Eymard Vasconcelos, agosto de 2013Este e outros textos meus estão sendo discutidos na lista de discussão http://br.groups.yahoo.com/group/dialogando_/


12 agosto 2013

Meu envolvimento inicial com o mundo popular - Eymard Vasconcelos


Era o ano de 1974. Eu estava em crise. No terceiro ano de medicina, pensava em abandonar o curso. Escolhi medicina pensando ser o curso mais apropriado para me tornar um pesquisador. Era fascinado com a complexidade da vida. Imaginava-me em um laboratório procurando desvendar mistérios do corpo e encontrando soluções de impacto. A figura do professor Pardal, das histórias em quadrinho do Pato Donald, com suas descobertas mirabolantes, era uma referência não claramente assumida. Mas o estágio que havia feito no Departamento de Fisiologia da Universidade Federal de Minas Gerais, um centro de pesquisa bastante reconhecido nacionalmente naquela época, me decepcionara. Descobrira como a pesquisa científica em laboratório era demorada, dependente de longa rotina de repetição de testes. Era um ambiente sem o dinamismo que imaginara. Mas o que fazer então? Imaginava também o trabalho clínico em consultórios particulares e ambulatórios públicos como algo rotineiro e chato. Cheguei a procurar uma psicóloga da Universidade para me orientar.

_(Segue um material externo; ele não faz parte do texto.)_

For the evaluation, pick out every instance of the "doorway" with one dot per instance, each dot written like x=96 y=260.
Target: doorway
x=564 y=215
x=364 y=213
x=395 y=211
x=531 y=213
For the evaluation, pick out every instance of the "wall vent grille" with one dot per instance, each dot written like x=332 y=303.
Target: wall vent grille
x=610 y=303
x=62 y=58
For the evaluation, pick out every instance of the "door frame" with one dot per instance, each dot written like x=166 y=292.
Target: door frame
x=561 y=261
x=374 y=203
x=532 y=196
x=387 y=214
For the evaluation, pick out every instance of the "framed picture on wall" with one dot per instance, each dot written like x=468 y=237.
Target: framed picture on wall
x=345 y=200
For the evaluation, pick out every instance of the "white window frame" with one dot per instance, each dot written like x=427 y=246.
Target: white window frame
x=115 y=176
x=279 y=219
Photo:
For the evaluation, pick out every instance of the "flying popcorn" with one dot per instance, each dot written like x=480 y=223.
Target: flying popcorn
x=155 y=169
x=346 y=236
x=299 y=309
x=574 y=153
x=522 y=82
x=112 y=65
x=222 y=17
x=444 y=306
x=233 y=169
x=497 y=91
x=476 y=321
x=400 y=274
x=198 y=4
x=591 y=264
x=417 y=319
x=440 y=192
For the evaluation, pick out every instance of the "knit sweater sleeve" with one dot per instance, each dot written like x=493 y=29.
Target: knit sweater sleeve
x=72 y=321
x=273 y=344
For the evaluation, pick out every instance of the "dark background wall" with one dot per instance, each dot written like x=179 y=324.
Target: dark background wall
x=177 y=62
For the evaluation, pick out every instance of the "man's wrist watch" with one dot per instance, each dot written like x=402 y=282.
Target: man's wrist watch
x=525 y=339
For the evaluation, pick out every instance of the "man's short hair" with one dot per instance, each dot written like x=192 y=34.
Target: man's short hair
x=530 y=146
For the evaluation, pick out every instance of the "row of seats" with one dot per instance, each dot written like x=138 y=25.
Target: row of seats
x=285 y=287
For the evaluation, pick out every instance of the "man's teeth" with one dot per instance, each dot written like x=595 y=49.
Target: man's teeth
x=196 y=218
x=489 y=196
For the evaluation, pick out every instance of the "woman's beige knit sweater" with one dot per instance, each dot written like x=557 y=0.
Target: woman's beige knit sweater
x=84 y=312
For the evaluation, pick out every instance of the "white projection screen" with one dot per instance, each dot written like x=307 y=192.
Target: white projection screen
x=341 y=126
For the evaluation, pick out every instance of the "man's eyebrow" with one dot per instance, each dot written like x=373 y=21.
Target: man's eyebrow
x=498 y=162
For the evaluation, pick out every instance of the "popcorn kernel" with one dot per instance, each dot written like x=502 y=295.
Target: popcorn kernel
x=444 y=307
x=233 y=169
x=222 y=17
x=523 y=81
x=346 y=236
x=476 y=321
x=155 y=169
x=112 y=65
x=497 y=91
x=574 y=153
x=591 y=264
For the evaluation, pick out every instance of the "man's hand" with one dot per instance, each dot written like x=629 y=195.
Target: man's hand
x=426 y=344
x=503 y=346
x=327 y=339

Nesta época, o Centro Acadêmico do Curso de Medicina organizou a I Semana de Saúde Comunitária - SESAC. Eram férias e eu tinha alguns amigos na sua organização. Resolvi participar sem saber bem o que encontraria. Estudantes de cursos de medicina de outros estados vieram, trazendo relatos e reflexões de experiências de trabalho comunitário em saúde que começavam a se organizar no Brasil, em geral ligados a universidades. Era impressionante o entusiasmo de alguns deles. Animei-me, então, a participar de um estágio de duas semanas em postos de saúde recém-criados na Região do Vale do Jequitinhonha, nordeste de Minas Gerais, para os participantes da SESAC. Fui parar, com mais dois estudantes, no povoado de Engenheiro Schinnor, no município da Araçuaí, depois de uma desconfortável viagem de ônibus por toda uma noite. Até hoje não compreendo bem o que me animou a arriscar nesta aventura.

Era um povoado pobre e em decadência pela desativação da Estrada de Ferro Vitória-Minas, que lá passava. Fomos muito bem acolhidos pela comunidade. Cada refeição era feita na casa de um morador diferente. Estávamos bastante desajeitados e inseguros, apesar de apoiados por uma estudante de Brasília mais adiantada e já com alguma experiência em saúde comunitária. Apesar de estudantes, a população da redondeza, carente de assistência, afluía em grande número trazendo seus problemas que procurávamos resolver com os medicamentos da Secretaria Estadual de Saúde e muita conversa entre nós. Já iniciados em alguns princípios da pedagogia libertadora de Paulo Freire, procurávamos criar espaços para ir discutindo, de forma mais ampla, as raízes e soluções dos problemas mais importantes do lugarejo. Tentávamos identificar lideranças que nos ajudassem no trabalho de mobilização.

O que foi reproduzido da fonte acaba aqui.